There is nothing a daughter wants more than to be able to give back…to her parents!  It has been my pleasure to do so for approximately, 6 years, 114 days, 22 hours and 7 minutes.  But who is counting?

And, though, it has been a learning experience; the in’s and out’s of aging, frivolity among the elderly and loving the bratty senior..I would on some occasions be willing to exchange those spurts of growth with say…being housed in a small confined space with an angry, in heat, feral cat.

For example, the other day, whilst picking up assorted, snort rags, mouth rags and handi-wipes…because my father’s OCD, has gone un-medicated; I discovered a Parenting magazine.  This piece of literature may have its place in a newborn’s home.  What it was doing in stacked against National Geographic and AARP’s special Oscar issue, is anybody guess.

Matter of fact, I am still curious and after addressing the issue with my mother.

“What’s up with the Parenting magazine?  Are you pregnant?”

Mom’s quick reply?

“Oh, that?  I don’t know where it comes from.  We get it every month.  Not sure why!”

stupid_quotes_05

I have noticed the more direct the question with my parents…the increased possibility of evasiveness occurs.  Almost the same kind of behavior portrayed by myself…as a rebel without a cause…teenager.

The above mentioned situation lead me to think of various other things…I should understand but, simply, do not.

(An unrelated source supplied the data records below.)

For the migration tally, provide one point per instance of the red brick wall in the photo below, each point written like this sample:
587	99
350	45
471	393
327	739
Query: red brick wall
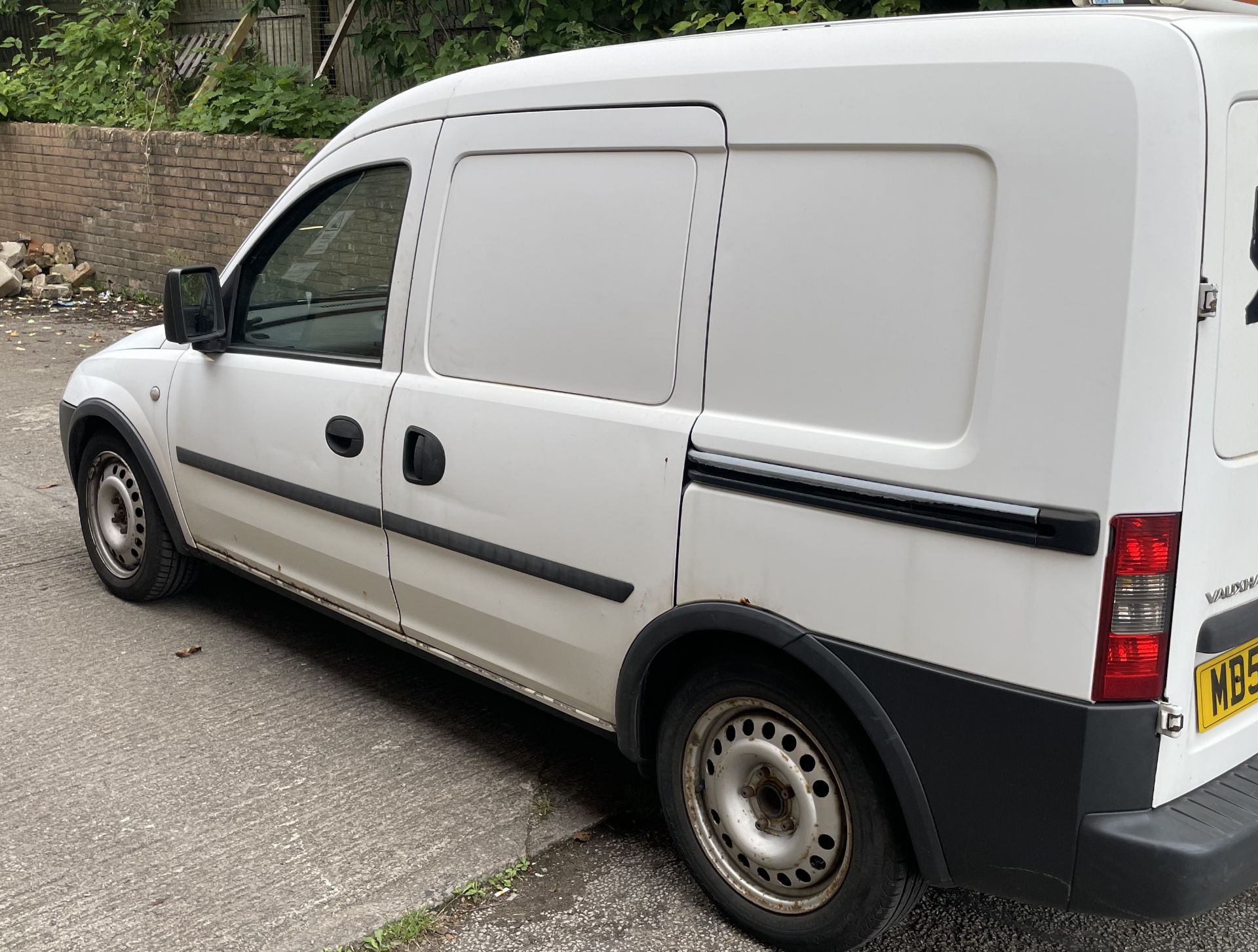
136	204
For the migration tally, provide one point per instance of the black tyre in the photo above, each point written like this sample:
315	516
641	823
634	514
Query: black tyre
782	810
123	527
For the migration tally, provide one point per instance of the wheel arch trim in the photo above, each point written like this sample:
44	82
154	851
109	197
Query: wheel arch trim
75	436
802	647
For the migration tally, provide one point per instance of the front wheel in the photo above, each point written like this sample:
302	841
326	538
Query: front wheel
782	810
124	531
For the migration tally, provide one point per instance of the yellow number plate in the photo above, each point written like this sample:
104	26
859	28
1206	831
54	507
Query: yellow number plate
1227	685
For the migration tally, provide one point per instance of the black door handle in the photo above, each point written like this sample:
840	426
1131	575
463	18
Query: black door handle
423	457
344	436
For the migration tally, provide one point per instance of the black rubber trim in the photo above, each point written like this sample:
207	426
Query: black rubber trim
1228	629
73	423
1057	529
795	641
536	566
271	585
1177	860
335	505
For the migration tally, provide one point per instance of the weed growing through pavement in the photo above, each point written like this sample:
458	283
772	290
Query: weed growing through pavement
423	922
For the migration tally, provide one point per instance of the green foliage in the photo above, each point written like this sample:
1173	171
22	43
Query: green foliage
109	66
422	39
269	100
759	13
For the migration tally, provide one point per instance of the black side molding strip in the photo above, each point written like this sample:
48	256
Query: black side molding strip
359	512
1039	526
1228	629
536	566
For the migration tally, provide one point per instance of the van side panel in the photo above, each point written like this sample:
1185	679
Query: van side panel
1023	340
1218	548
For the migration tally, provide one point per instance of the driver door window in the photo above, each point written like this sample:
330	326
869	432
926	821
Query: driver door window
318	283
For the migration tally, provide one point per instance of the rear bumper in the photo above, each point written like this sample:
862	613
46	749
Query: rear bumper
1175	860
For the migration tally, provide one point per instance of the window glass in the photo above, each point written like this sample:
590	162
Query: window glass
320	282
563	271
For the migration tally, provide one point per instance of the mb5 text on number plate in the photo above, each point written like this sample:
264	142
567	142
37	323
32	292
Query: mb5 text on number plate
1227	685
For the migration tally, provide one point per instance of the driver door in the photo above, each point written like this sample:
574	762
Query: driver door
277	440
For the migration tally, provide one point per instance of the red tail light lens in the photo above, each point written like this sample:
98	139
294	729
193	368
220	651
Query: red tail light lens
1136	608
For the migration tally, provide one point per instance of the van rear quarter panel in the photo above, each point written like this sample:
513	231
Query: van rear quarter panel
1032	343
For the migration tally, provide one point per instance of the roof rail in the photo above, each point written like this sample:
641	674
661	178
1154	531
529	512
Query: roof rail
1225	7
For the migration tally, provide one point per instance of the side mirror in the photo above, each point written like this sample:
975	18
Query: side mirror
193	307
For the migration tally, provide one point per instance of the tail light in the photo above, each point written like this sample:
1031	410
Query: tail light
1136	608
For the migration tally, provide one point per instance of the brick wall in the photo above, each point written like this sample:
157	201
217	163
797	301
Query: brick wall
136	204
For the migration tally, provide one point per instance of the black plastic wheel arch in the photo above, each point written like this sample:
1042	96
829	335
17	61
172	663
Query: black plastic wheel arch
776	632
75	436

  •  People who drive their motorcycles in the winter time.  Now, I get it, in New Hampshire there just is not enough sunlight and warmth.  And, after you’ve just put 5,000 down on the new Harley…riding is all you want to do.  However, it is often been said,

“The most deadly combination known to man is low IQ and high testosterone.”
Jarod Kintz

  •   Daylight savings?!  What does that even mean?  No one really knows what time it is anyway.  And, those of us over forty, are not particular fond of how quickly time flies.  I say, leave it alone.  Every time it happens I have to go out and buy a new cheap digital watch from Wal-Mart.
  •    Went missing?  The other day, unfortunately, a small child went missing…channel 9 reported!  What does that even mean?  If you go somewhere, you went there.  If you miss placed your bong…it is gone…M.I.A.  There is no in between!  The child did not specifically to the beater car, to be missing…A car that was running with the windows up.   If the sentence were to make sense.  It would need to go like this:Lucinda Lou went to the 89′ Chevy Cavalier without exhaust.  She went there to be missing.  Lucinda Lou’s mother concurs,  when the child went there to the car, something was missing.

Go figure!stupid 1

  •   Felonious sexual assault!  Cut it out!  Rape is rape is rape.  Why must we be so politically correct?  Are we attempting not to insult the sensibilities of a…rapist?
  •  The River dance, Celtic woman, Blue Man group and Trans Siberian orchestra?  If any of these groups are one of your favorites…Most likely, you are reading the wrong blog!  Can you say, ‘pass me an Ambien and let’s call it a day?’
  •  Who’s your daddy?  I know where my daddy is.  He’s sleeping at stop light somewhere.  Yet, another perk of senior sitting!  Who is he?  He’s the asshole arguing with Concord P.D., stating, ‘laws are always up to interpretation!’

 

Just the other day, my father, who is one of the most intelligent people I know.  Claimed…

‘Have Ruth open the skylight.  She should be able to reach it!’

My father also has some issues with lucidity and stubbornness!

I stated,

‘Yeah, I’m about three inches taller than dad!’

Father follows with…

‘What’d you mean?  I go to the gym once a week.  Been doing up to ten sit-ups!  I’ve lost five pounds…I’m taller!  Almost your height!’

What does that even mean? My father wasn’t even the same height before senior shrinkage happened.   Does this mean that weight is not actually lost?  It just puts on an inch or two?  Perhaps, he meant to say,

My height, my weight and my sanity…went missing.  For further information consult your latest subscription to Parenting magazine!